Friday, 26 June 2015

Resilience

During a webinar this week I heard a great quote about resilience. Resilience can be defined as toughness, or the ability to recover quickly from difficulties, a key strategy as we put the pieces of our dreams together. In fact, without resilience, not much of significance is accomplished towards our dreams or in the rest of our lives. But this quote went further, in a way that helped me to understand and apply the concept at a deeper level. 


Resilience is the ability to absorb high levels of disruptive change while displaying low levels of unproductive behaviour.

Now there are a some things that we need to unpack in this quote. First, disruptive change means change that is not your idea.  It is change that does not meet your expectations. We respond to change that is our idea very differently than change that is not our idea. It is encountering an unexpected traffic jam on the way to an important meeting. It is discovering that, after a building inspection and fire code inspection on the rental property that you are looking to purchase, unexpectedly, you still need an electrical code inspection. 

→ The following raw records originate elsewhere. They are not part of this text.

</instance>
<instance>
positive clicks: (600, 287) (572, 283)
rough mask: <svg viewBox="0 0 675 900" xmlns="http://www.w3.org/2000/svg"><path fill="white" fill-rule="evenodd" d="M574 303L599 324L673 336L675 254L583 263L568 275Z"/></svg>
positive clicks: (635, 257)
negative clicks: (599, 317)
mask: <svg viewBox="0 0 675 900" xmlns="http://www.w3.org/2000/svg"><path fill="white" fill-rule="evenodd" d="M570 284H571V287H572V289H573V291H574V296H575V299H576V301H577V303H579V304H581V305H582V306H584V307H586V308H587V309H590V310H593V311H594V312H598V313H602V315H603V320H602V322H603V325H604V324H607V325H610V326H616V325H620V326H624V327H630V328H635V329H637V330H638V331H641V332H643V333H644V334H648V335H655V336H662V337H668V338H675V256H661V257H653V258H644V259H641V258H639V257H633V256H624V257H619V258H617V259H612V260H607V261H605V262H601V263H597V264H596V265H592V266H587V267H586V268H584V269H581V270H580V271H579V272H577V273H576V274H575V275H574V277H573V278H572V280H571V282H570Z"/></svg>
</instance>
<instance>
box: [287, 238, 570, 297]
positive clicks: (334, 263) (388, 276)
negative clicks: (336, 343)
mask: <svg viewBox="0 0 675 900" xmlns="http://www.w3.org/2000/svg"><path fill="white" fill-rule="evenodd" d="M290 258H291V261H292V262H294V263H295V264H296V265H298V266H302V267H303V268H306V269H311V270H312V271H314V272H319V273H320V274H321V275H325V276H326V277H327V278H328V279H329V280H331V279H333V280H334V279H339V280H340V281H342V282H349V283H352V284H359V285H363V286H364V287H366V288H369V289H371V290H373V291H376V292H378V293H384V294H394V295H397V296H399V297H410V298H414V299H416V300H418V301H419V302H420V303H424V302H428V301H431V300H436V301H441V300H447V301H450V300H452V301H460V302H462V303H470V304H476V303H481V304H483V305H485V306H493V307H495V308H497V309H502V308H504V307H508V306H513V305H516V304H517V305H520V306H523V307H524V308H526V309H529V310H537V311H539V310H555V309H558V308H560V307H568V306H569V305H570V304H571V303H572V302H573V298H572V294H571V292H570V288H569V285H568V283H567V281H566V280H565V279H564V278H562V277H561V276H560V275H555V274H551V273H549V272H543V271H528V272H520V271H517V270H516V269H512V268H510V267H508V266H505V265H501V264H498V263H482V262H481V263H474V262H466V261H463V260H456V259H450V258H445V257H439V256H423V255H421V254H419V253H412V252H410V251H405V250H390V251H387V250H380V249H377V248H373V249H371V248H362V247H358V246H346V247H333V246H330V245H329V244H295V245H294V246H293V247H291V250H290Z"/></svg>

Second, recovering from disruptive change is linked to managing our non-productive behaviour. That should give hope. While we are not responsible for what happens to us, we can be responsible for our reaction to it. We can be mindful about what has happened. Often, our first reactions to disruptive change are out of perspective and lead to bad decisions if we act on them.

Some time ago I read about the history of strategy. What I remember was that the word strategy originated in a military context. Strategy was the approach taken by one side to convince the other side that they would lose anyways and should surrender and avoid the costs of defeat. In effect, strategy was about getting the opposing side to admit defeat without having to engage in a battle. 

Resilience is a strategy to avoid defeating ourselves. It means that we don't allow ourselves, even in the face of the difficulties we experience, to convince ourselves out of continuing to engage seriously in the pursuit of our dream.